In remote areas such as the Coos Bay, Oregon community where session moderator Dr. Carla McKelvey works, there is no shortage of pediatricians, with 10 serving a population area of roughly 60,000. However, with more than 650 annual births at the local hospital — the only hospital with OB/GYN services two hours north and south of Coos Bay — sometimes the complexities of a birth and baby’s first days can require more specialized care than is available within the local professional community.
This is where telemedicine helps “fill in the gaps,” so to speak. The closest neonatal intensive care unit (NICU) is more than two hours away. So at Coos Bay, robots and video conferencing allow NICU specialists, as Dr. McKelveey put it, to virtually serve as a “second pair of eyes,” by providing guidance for procedures and building relationships between the NICU doctors and the family in case a transfer is necessary.
For settings where access to pediatricians and pediatric specialists is even more challenging — specifically areas where the overall health workforce faces shortages across the board — the AAP recommends the use of telemedicine to strengthen care systems. Whether in rural America, urban city centers, or remote global areas, telemedicine could help address what the World Health Organization has identified as a global health workforce shortage reaching near-crisis levels.

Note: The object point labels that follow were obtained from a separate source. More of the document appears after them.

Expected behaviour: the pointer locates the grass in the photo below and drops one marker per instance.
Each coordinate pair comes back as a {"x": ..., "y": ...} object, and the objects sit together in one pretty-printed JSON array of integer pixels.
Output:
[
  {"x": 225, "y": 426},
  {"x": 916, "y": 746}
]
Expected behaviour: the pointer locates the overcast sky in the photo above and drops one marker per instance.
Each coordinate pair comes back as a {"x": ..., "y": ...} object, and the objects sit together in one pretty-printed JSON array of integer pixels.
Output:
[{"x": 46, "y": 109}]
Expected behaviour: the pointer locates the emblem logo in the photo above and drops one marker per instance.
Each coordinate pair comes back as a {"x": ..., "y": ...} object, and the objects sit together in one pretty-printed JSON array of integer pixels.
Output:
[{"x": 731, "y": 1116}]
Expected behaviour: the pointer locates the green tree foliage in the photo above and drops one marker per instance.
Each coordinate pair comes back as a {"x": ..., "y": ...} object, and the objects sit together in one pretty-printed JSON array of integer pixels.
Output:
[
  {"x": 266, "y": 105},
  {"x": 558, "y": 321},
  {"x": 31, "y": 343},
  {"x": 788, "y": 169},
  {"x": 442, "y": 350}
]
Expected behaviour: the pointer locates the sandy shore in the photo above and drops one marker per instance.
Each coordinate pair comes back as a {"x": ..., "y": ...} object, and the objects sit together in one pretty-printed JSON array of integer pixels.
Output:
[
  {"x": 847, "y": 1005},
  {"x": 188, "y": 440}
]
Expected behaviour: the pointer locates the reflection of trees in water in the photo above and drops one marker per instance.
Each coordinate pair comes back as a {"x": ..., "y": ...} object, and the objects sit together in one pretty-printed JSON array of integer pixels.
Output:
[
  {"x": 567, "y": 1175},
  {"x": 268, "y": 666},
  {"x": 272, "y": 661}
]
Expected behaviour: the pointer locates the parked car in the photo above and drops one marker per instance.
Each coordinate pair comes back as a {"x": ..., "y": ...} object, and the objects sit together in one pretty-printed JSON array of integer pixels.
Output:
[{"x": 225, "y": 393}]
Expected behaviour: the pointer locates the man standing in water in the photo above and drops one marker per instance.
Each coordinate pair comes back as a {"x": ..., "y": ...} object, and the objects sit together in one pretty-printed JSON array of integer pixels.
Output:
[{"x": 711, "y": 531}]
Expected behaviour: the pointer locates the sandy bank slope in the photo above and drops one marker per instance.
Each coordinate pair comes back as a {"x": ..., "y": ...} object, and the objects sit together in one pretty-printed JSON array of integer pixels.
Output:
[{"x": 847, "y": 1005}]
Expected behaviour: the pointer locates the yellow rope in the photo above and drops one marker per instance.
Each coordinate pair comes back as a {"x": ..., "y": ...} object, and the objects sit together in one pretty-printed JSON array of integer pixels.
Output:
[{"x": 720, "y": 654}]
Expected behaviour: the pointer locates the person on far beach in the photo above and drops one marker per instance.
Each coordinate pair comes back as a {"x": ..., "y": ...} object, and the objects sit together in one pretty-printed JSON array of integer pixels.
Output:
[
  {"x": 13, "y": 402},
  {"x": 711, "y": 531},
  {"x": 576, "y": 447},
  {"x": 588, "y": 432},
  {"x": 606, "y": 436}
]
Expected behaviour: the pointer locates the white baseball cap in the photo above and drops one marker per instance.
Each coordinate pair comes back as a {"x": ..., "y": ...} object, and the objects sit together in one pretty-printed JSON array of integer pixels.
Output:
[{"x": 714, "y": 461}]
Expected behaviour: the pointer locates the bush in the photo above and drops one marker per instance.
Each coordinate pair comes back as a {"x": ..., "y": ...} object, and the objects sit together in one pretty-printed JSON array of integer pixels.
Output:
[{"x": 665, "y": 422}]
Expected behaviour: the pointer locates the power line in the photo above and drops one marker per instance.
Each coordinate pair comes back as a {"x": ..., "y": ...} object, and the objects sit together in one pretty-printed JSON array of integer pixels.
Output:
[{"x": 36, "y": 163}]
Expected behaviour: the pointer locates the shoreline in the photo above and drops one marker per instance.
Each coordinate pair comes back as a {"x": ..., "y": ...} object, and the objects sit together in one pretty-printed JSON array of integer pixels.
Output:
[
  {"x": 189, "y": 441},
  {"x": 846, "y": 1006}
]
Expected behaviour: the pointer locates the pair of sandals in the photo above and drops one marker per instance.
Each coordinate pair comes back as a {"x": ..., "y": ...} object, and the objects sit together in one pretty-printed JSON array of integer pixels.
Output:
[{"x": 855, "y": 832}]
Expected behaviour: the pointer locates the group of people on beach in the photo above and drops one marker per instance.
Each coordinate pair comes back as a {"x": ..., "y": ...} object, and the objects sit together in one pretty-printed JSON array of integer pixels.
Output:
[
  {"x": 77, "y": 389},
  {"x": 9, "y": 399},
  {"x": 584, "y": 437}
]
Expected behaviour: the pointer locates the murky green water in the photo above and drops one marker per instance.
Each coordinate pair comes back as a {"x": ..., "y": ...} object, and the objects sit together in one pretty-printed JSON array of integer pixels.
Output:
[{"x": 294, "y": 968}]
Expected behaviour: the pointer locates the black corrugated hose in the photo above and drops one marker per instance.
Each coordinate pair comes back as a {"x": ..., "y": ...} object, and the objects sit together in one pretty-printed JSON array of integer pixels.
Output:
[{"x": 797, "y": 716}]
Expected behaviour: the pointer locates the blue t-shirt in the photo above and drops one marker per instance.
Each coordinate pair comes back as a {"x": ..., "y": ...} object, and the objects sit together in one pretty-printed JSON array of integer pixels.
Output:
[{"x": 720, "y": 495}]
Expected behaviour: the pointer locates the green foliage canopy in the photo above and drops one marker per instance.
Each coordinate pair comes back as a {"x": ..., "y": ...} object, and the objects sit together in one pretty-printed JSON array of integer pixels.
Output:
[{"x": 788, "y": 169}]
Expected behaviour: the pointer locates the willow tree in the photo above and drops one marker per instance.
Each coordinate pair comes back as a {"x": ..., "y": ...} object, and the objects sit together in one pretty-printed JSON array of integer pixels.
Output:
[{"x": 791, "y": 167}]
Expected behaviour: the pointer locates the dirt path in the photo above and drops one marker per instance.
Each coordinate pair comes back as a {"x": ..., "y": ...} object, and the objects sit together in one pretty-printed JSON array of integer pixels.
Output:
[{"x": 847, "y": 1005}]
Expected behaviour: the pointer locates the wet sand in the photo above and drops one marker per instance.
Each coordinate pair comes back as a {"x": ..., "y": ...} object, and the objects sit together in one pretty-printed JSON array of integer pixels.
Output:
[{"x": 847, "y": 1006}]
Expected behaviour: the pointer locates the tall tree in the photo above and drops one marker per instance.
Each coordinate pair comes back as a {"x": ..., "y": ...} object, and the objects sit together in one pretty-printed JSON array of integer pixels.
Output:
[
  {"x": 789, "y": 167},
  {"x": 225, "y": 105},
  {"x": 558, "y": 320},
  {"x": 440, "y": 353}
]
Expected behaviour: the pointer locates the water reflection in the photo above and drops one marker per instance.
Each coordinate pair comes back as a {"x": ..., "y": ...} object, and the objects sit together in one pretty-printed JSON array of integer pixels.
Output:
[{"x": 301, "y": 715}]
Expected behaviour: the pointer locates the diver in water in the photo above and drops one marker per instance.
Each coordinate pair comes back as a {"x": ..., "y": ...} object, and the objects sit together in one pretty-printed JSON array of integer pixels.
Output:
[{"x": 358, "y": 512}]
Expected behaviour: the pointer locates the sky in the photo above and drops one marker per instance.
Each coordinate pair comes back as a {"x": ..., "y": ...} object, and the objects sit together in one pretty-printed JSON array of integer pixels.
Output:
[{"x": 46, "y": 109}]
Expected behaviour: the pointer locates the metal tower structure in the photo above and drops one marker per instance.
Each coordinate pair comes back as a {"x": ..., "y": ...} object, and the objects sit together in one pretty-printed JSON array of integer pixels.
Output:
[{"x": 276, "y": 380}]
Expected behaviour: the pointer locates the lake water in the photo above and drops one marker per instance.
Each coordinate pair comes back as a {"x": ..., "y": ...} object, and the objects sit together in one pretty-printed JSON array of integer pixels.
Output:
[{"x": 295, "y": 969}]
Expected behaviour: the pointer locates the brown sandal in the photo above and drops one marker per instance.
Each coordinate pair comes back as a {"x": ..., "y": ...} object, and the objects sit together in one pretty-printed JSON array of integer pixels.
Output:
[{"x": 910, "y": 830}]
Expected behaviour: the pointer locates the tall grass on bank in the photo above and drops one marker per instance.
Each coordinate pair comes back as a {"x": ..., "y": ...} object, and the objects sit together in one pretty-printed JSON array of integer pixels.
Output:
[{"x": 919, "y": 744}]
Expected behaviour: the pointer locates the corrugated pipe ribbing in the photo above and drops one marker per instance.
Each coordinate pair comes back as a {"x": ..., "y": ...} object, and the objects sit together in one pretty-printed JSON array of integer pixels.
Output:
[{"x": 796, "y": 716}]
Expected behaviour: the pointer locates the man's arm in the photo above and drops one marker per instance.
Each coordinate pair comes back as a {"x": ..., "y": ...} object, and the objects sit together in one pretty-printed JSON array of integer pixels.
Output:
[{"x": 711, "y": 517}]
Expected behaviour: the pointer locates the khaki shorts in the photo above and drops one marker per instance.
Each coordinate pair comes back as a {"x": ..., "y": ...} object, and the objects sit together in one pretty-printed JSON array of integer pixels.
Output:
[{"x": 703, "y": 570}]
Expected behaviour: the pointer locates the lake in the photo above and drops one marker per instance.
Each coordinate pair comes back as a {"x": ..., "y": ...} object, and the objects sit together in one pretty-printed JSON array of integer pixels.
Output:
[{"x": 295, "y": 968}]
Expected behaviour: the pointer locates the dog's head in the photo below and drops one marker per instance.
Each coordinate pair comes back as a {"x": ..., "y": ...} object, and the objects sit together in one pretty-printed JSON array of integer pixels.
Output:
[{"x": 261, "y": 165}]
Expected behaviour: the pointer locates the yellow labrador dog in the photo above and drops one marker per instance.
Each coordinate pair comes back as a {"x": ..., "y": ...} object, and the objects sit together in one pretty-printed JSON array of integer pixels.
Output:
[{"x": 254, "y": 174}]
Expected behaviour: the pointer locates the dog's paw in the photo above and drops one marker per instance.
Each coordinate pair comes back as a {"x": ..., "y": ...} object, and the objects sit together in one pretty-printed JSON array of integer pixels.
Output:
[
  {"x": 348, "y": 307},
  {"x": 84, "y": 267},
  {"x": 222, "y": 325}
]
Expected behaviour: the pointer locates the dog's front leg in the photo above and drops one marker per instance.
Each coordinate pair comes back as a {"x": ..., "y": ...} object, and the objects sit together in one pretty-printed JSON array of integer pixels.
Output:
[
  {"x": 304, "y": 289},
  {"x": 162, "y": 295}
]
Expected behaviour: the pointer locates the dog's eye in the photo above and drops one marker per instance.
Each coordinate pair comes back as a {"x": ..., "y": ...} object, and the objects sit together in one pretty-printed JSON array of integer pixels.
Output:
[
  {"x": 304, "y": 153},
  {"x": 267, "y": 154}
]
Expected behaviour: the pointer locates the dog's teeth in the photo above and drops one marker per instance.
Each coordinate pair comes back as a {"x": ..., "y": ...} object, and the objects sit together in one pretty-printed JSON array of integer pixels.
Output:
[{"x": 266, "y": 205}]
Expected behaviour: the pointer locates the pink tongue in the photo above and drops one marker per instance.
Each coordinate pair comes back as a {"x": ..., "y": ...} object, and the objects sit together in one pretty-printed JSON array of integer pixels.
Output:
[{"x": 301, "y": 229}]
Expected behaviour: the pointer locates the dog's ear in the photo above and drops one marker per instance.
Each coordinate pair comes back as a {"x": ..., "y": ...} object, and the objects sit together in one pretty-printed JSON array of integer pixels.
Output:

Telemedicine is not without its challenges. The logistics can be difficult, there can be a perceived lack of connection in the patient experience and many providers aren’t yet experienced in using technology so integrally in their practice. Yet the promise and future of telemedicine is there, and as utilization increases, there can be a much-needed extension of traditional pediatric care merging technology, science and care to truly bring about the best health outcomes for those in hard-to-reach locations.